Moving away from dictionaries gets you into tree’s (Splay / Huffman / Shannon-Fano) or LZ77/78 derived schemes that require extra overhead to decompress, build tree’s and tables and other baggage.

With ram limitations and speed concerns, I’ll be sticking to my dictionary encoding.

Posted by on 02/19 at 11:03 AM    
Filed Under : ComputersDevelopmentFishguts
Comments are closed Commented on by (3) people. Read those Comments Here


How much text do you want to have that you need to compress it?

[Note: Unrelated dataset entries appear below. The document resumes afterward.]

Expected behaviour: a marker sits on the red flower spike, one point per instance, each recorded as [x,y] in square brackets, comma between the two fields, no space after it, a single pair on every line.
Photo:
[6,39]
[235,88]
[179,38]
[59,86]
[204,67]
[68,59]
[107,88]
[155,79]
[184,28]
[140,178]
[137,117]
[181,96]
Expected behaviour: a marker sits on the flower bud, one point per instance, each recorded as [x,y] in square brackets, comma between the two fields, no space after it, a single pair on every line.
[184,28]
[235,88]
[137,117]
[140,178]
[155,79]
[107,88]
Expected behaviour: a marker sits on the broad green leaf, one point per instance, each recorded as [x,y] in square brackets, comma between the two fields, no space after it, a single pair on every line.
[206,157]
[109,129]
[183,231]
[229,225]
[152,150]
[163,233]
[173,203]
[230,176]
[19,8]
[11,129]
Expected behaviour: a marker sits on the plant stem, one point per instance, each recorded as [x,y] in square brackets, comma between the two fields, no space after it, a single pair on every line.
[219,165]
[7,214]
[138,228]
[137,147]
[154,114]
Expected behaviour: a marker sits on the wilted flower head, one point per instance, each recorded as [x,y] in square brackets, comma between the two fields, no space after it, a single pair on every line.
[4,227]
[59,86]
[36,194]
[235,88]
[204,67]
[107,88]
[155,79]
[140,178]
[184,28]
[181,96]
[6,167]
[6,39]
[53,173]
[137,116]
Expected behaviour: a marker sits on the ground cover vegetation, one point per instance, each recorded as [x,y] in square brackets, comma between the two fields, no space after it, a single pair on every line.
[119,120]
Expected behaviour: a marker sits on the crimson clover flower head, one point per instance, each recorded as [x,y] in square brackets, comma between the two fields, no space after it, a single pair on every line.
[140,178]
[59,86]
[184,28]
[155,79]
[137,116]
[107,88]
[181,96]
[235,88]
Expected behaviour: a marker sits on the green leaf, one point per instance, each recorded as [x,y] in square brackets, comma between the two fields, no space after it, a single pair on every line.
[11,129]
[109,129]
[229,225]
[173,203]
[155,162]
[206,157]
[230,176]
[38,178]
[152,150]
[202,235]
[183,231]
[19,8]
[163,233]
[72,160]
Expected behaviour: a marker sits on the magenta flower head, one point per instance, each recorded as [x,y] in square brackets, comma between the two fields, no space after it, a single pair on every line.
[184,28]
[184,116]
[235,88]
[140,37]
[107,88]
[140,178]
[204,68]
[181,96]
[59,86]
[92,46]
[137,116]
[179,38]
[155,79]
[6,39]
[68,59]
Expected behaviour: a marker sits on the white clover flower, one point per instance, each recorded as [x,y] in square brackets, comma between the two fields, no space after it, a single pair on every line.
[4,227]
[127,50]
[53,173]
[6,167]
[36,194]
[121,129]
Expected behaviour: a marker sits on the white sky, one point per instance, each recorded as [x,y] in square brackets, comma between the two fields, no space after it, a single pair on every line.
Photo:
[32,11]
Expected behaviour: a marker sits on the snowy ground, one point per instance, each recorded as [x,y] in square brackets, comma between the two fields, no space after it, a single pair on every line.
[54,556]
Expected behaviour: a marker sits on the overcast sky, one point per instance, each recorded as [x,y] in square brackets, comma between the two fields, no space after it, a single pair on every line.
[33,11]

Posted by purestrain  on  02/19  at  12:46 PM

Lots! lol. Not every NPC is unique but NPC’s must have responses to a lot of different keywords. Most responses are just a sentence long to a paragraph long. To keep things spiced up, each castle/town might have 3 different ‘stock’ Guards responses (which could be in the order of 40+ keywords, each one a sentence or two x 3)…

see old screenshots here.

Each NPC will have a good amount of knowledge about things local to that NPC. Castles have more NPC’s than towns.

I’m trying to get away from Ultima III’s two word responses being the same for every character. Ultima IV didnt really go far enough with each NPC only knowing about 1 unique thing and 3 generic things or something.

Text needed to be compressed because one of my target devices was originally the GP32 which has meager amounts of ram (in comparison to the GP2X, etc).

In the start location, a basic NPC has so far about 11 specific responses and 25 generic responses. Thats without everything else written down.

Once I start writing the rest of the story into the game data, this will swell from 11 specific responses. Now multiply those by the uniques in each town. First town might have 10 or so uniques.

My initial saving of 2k of memory at runtime will increase. I expect between 4-8k of savings per location. This is without duplicate strings.

Waste not want not.

Posted by  on  02/19  at  01:09 PM

Thanks for the mention, I’ll be elaborating my point in a future article. smile

Text compression’s always a good idea, even in modern games. They rarely do bit-packing as manipulating anything under a byte is less efficient. On most architectures, a byte is the smallest value that is handled in an optimal fashion.

With my own text compression, I wanted lower-case, punctuation, and some symbols, so I kept it at 96 characters. Values 0-31 are 2-3 common letter combinations, and the eighth bit (128-255) signifies a space preceding. That gets me a decent 20-30% compression on average. I’m avoiding bit-packing techniques for now; I need to keep the decompression fairly simple. In assembly, a complex compression algorithm can get pretty messy.